There are many Indian IT technicians in my group at work, and I have already used some of the information gleaned in the course to discuss their religion with them at length, and to introduce the Bahá’í Faith. Many of these discussions have been in-depth, and I would say that these people are highly impressed that an American knows so much about their religion. (A reflection of the fact that most Americans are highly ignorant about most non-Judeo-Christian faiths.)
I have also found that in society in general (there is a very large number of Indians and Hindus in the Washington metropolitan area) for example, at a grocery store, or at an Indian restaurant, or just in some public waiting area, I am able to strike up a conversation with someone who looks Indian and in many cases the discussion touches on Hinduism and the Bahá’í Faith. Granted such conversations are fleeting and not too substantive, but I do believe they make an impression and are not easily or readily forgotten.
It is obvious by extension that this course will assist me in teaching the Faith, and in being a more well-rounded and knowledgeable Baha’i who now knows and respects the tenets of another of the world’s major religions. From social and work contacts to study circles to meeting Hindus in society at large, this course will help me tremendously in all of these ways. In addition, I have been asked to provide as much information as possible about Hinduism and teaching Hindus to an Auxiliary Board Member in my former pioneer post, as there is a considerable Indian/Hindu presence in East Africa.

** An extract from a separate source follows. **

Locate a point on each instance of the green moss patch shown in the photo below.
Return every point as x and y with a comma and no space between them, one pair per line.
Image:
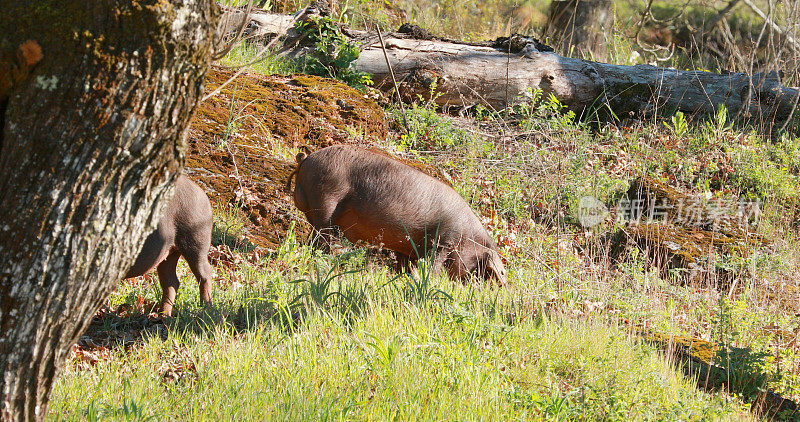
681,230
242,141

I have also been able now to connect infinitely better with a Punjabi Hindu friend from Northwestern University. He seems astonished at the amount of knowledge I seem to have retained about his religion, and it is fairly obvious that he greatly respects the fact that his friend now knows about—and deeply respects and is much more reverent towards—his beautiful and esoteric faith, Sanatana Dharma. Without really trying, in the process of this course I also seem to have picked up quite a bit of knowledge about Indian history, geography, and demographics simply because study of the predominant religion in a country just naturally leads to learning more about other aspects of that country.